Assume a box that contains $20$ colored balls.
\begin{align} &-Red: 2 \\ &-Blue: 1 \\ &-White: 4 \\ &-Orange: 3 \\ &-Black: 5 \\ &-Yellow: 2 \\ &-Green: 3 \end{align} The possible ways to put all those $20$ in order are: $$ N_{20}=\frac{20!}{2!1!4!3!5!2!3!} $$ However, what if we want to pick only $5$ and put them in order? I tried picking ordered groups of $5$ out of $20$ but ended up double-counting. Any hints?
On
Fine, here we have 20 balls they aren't identical (by means of color) and you want to pick only 5 from them, order them and find out in how many ways we can do that if yes . It is indeed a very big problem when you pick 5 from 20 we are also considering the probability of picking up balls (each of different colors). So we need to consider the probability of picking a red, blue, white, orange, black, yellow, green which will get quite complex and will split up eventually into many cases. We need to order them after this in order to find out answer for your question !!
[edit]: or as the comment suggests you can also use exponential generating functions to solve this in a much more easier way
Strategy
Notice that $5$ can be partitioned in the following ways. \begin{align*} 5 & = 5\\ & = 4 + 1\\ & = 3 + 2\\ & = 3 + 1 + 1\\ & = 2 + 2 + 1\\ & = 2 + 1 + 1 + 1\\ & = 1 + 1 + 1 + 1 + 1 \end{align*} This allows us to consider cases.
Five balls of one color: We must select the black balls, then fill all five positions with them.
Four balls of one color and one ball of a different color: We have two choices for which color to use for the four balls of the same color. Choose four of the five positions for that color. Choose one of the other six colors to fill the remaining position.
Three balls of one color and two balls of a different color: We can have four choices for which color to use for the three balls of the same color. Choose three of the five positions for that color. No matter which color we have used, we are left with five choices for the color to use for the two balls of the same color. Those balls must fill the remaining two positions.

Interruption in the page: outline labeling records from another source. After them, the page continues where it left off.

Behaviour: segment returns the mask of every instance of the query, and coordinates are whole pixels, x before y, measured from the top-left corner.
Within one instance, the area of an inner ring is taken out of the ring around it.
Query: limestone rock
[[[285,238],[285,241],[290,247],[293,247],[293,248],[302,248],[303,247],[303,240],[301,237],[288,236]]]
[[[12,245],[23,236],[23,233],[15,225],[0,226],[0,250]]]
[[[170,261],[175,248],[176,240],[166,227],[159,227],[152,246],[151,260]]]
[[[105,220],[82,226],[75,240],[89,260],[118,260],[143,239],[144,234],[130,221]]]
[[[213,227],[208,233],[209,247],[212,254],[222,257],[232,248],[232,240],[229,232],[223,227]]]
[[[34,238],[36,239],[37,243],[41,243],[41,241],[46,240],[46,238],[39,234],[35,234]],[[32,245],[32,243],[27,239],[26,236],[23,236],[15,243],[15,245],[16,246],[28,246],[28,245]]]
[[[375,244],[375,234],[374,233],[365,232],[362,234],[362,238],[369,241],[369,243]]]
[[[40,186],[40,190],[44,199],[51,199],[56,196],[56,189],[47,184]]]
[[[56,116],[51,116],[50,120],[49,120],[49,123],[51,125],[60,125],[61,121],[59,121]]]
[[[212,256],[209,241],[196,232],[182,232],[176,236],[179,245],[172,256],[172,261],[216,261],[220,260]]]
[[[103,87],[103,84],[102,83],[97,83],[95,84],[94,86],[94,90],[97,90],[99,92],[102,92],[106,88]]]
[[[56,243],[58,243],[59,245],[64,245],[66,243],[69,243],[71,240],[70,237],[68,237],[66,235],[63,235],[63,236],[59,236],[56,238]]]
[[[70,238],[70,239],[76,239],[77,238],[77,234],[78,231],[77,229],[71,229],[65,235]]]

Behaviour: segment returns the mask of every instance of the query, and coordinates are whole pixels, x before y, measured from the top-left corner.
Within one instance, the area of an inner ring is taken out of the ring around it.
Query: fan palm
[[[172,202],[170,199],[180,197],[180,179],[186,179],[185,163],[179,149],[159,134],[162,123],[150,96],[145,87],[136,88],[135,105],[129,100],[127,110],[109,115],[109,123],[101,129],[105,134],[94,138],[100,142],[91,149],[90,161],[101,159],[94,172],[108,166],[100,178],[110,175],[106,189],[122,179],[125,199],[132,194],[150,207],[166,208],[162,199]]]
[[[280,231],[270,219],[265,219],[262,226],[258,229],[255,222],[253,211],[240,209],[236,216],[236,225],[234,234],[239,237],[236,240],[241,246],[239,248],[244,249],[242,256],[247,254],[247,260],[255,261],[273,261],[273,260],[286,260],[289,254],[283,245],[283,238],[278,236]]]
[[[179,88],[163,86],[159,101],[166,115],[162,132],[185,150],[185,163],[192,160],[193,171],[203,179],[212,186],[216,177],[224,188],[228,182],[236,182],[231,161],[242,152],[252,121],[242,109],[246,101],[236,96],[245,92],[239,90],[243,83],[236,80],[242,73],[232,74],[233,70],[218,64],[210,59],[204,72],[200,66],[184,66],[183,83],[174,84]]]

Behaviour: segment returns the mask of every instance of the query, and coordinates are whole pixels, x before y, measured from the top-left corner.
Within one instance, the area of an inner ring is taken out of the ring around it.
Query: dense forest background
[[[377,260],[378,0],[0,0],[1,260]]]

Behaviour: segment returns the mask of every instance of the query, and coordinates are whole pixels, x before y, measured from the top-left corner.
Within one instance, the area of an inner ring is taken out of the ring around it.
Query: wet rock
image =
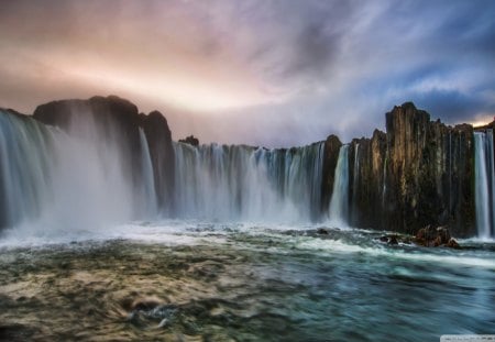
[[[460,247],[459,243],[451,238],[449,228],[446,225],[433,228],[429,224],[421,228],[416,233],[415,243],[425,247]]]
[[[397,236],[391,236],[388,244],[398,244]]]
[[[461,245],[452,238],[449,240],[446,246],[449,249],[461,250]]]
[[[399,244],[399,242],[402,243],[406,239],[407,239],[407,236],[400,236],[397,234],[389,234],[389,235],[383,235],[383,236],[377,238],[378,241],[391,244],[391,245]]]
[[[333,178],[336,174],[339,151],[342,142],[337,135],[330,135],[324,142],[323,150],[323,170],[321,188],[321,210],[327,210],[333,192]]]
[[[191,146],[198,146],[199,140],[197,137],[195,137],[194,135],[189,135],[186,139],[180,139],[179,143],[189,144]]]
[[[386,133],[354,139],[349,152],[353,227],[414,234],[432,223],[457,236],[475,234],[472,125],[431,121],[406,102],[386,113]]]
[[[328,230],[326,230],[324,228],[318,228],[317,234],[328,235]]]

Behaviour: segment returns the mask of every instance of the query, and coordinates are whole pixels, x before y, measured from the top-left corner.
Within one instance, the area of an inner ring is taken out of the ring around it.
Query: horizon
[[[50,102],[58,102],[58,101],[73,101],[73,100],[82,100],[82,101],[86,101],[86,100],[89,100],[89,99],[91,99],[91,98],[94,98],[94,97],[102,97],[102,98],[116,97],[116,98],[118,98],[118,99],[121,99],[121,100],[124,100],[124,101],[129,101],[130,103],[136,106],[138,112],[139,112],[139,113],[143,113],[143,114],[145,114],[145,115],[148,115],[148,114],[150,114],[151,112],[153,112],[153,111],[160,112],[160,113],[167,120],[168,129],[170,130],[170,133],[172,133],[172,139],[173,139],[173,141],[175,141],[175,142],[179,142],[179,140],[184,140],[184,139],[189,137],[189,136],[198,137],[198,136],[196,136],[195,134],[186,134],[186,135],[184,135],[184,136],[178,136],[178,135],[174,132],[174,128],[170,126],[170,123],[169,123],[169,121],[168,121],[168,118],[167,118],[166,113],[164,113],[164,112],[162,112],[162,111],[160,111],[160,110],[157,110],[157,109],[151,110],[150,112],[143,112],[143,111],[140,109],[140,107],[139,107],[138,104],[135,104],[131,99],[123,98],[123,97],[118,96],[118,95],[114,95],[114,93],[112,93],[112,95],[106,95],[106,96],[102,96],[102,95],[94,95],[94,96],[91,96],[91,97],[89,97],[89,98],[87,98],[87,99],[54,99],[54,100],[48,101],[48,102],[40,103],[38,106],[43,106],[43,104],[46,104],[46,103],[50,103]],[[416,106],[416,103],[414,103],[413,101],[404,101],[404,102],[402,102],[402,103],[394,104],[391,109],[388,109],[388,110],[386,110],[386,111],[384,111],[384,112],[382,113],[382,115],[383,115],[383,123],[385,123],[385,115],[386,115],[388,112],[392,112],[392,111],[394,110],[395,107],[403,107],[403,106],[405,106],[405,104],[407,104],[407,103],[411,103],[411,104],[413,104],[416,109],[418,109],[418,110],[424,110],[424,111],[426,111],[426,112],[430,115],[430,121],[435,121],[435,120],[436,120],[435,115],[432,115],[428,110],[422,109],[422,108],[418,108],[418,107]],[[38,107],[38,106],[37,106],[37,107]],[[6,107],[1,107],[1,106],[0,106],[0,109],[3,109],[3,110],[12,110],[12,111],[18,112],[18,113],[20,113],[20,114],[29,115],[29,117],[32,117],[33,113],[34,113],[34,110],[33,110],[33,112],[31,112],[31,113],[24,113],[24,112],[18,111],[15,108],[6,108]],[[440,118],[438,118],[438,120],[440,120],[440,122],[441,122],[442,124],[446,124],[446,126],[449,126],[449,128],[454,128],[454,126],[458,125],[458,124],[470,124],[470,125],[473,126],[473,129],[476,130],[476,129],[480,129],[480,128],[490,125],[490,124],[492,124],[493,122],[495,122],[495,117],[493,118],[492,121],[488,120],[488,121],[475,122],[475,123],[470,123],[470,122],[458,122],[458,123],[455,123],[455,124],[448,124],[448,123],[443,122]],[[238,142],[238,143],[228,143],[228,142],[223,142],[223,141],[208,141],[208,142],[204,142],[204,141],[201,141],[201,140],[199,140],[199,144],[200,144],[200,145],[202,145],[202,144],[246,145],[246,146],[254,146],[254,147],[268,148],[268,150],[272,150],[272,148],[293,148],[293,147],[307,146],[307,145],[312,145],[312,144],[315,144],[315,143],[323,142],[323,141],[326,141],[327,137],[330,136],[330,135],[336,135],[337,137],[339,137],[339,140],[341,140],[342,144],[350,144],[350,143],[351,143],[353,140],[355,140],[355,139],[358,139],[358,140],[360,140],[360,139],[371,139],[371,137],[373,136],[373,132],[374,132],[375,130],[380,130],[380,131],[385,132],[385,133],[387,132],[385,128],[380,129],[378,126],[375,126],[375,128],[372,128],[371,131],[367,132],[367,134],[364,134],[364,135],[361,135],[361,136],[351,136],[351,137],[348,139],[348,140],[343,140],[343,139],[342,139],[340,135],[338,135],[338,134],[329,133],[327,136],[324,136],[324,137],[321,139],[321,140],[315,140],[315,141],[311,141],[311,142],[308,142],[308,143],[305,143],[305,144],[300,144],[300,145],[277,145],[277,146],[267,146],[267,145],[253,145],[253,144],[250,144],[250,143],[248,143],[248,142]]]
[[[23,113],[116,93],[175,140],[270,147],[369,136],[407,101],[449,125],[495,115],[492,1],[2,7],[0,106]]]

Three balls of one color and one ball each from two of the other colors: We have four choices for which color to use for the three balls of the same color. Choose three of the five positions for that color. That leaves us with six colors from which to choose the remaining two colors. Arrange those two distinct balls in the remaining two positions.
Two balls each of two colors and one ball from one of the other colors: We have six choices for which colors to use for the two pairs of balls of the same color. Choose two of the five positions for the selected color that appears first in an alphabetical list. Choose of the the remaining three positions for the other selected color. Choose one of the other five colors to fill the remaining position.
Two balls of one color and one ball each from three other colors: We have six choices for which color to use for the pair. Choose two of the five positions for that color. Choose three of the remaining six colors. Arrange those three distinct balls in the remaining three positions.
One ball from each of five colors: Choose five of the seven colors. Arrange the five distinct balls in the five positions.